Canary isn’t a good test candidate. Try beta. Canary is too variable. Also you don’t need both runs, the HTML and regular are pretty much the same these days.
I wanted to check if this repeatable cross another device…
Trying it on a slightly older (from the factory, OEM updates only) “OnePlus One” (A0001) - Qualcomm Snapdragon 801 - Cyanogen OS 13.1.2 - Android 6.0.1 phone - released April 2014.
Note this is Speedometer 1.0 to keep the comparison apples to apples. Between the respectable hardware bump (finally) and major Chrome/Android JS improvements, we’re looking at 2x improvement. Vastly overdue… but I’ll take it!
This is finally iPhone 6s territory which I’d call certainly fast enough for native Discourse performance.
These are of course quite far from iOS hardware numbers, kind of vaguely iPhone 7-ish. For comparison this iPad Pro gets 137.5 and the iPhone 11 gets around 150.
Já vi melhoras significativas no Edge Canary para desktop. Um i5-8265U que ficava limitado a 75-85 no Chrome estável v80, agora atinge 110 (+30%, na v84).
Parece que ele está fazendo menos trabalho, já que o Intel Power Gadget não mostra uma diferença drástica no ‘CPU Util%’ (acho que se refere a quantas instruções podem ser finalizadas pelas unidades de execução).
Não sei como isso se traduz para ARM. Torcendo para dar certo.
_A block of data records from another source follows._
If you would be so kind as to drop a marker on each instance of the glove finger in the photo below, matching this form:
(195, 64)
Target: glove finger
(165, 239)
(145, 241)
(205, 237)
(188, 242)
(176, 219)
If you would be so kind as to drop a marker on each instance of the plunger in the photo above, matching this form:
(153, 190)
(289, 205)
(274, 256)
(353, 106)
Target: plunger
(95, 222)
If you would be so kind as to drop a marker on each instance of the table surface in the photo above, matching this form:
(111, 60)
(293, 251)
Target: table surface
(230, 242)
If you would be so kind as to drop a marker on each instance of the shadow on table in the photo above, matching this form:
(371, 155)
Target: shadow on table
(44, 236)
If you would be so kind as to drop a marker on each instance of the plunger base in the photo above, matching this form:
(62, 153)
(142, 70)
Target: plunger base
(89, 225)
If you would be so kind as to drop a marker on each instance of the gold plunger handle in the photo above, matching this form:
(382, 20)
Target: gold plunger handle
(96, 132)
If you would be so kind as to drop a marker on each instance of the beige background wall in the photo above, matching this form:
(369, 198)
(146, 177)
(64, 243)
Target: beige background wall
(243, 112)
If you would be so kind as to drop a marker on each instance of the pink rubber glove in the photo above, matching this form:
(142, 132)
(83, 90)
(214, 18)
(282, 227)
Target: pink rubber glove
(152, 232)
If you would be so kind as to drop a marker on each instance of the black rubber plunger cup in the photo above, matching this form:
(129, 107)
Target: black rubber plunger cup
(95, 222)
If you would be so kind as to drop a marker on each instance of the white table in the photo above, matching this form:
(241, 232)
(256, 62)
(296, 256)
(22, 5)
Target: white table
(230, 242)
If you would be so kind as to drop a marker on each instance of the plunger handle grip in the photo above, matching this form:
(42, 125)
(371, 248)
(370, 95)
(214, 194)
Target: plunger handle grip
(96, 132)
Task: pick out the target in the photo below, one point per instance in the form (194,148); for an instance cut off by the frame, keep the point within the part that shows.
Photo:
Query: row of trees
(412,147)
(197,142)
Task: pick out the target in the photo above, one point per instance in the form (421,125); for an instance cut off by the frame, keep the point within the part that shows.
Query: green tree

O desktop não é realmente um problema, temos uma quantidade enorme de melhorias de desempenho. As melhorias para o Android são enormes, no entanto, devido à fraqueza dos SoCs da Qualcomm! Você está vendo alguma melhoria na versão canary no Android?
Sinceramente, o desempenho do iPhone 7 (855) e do iPhone 8 / X (865) não é tão ruim no lado do Android. Do ponto de vista do Discourse, certamente é “suficiente”. Não vai te deixar de queixo caído, mas é totalmente competente.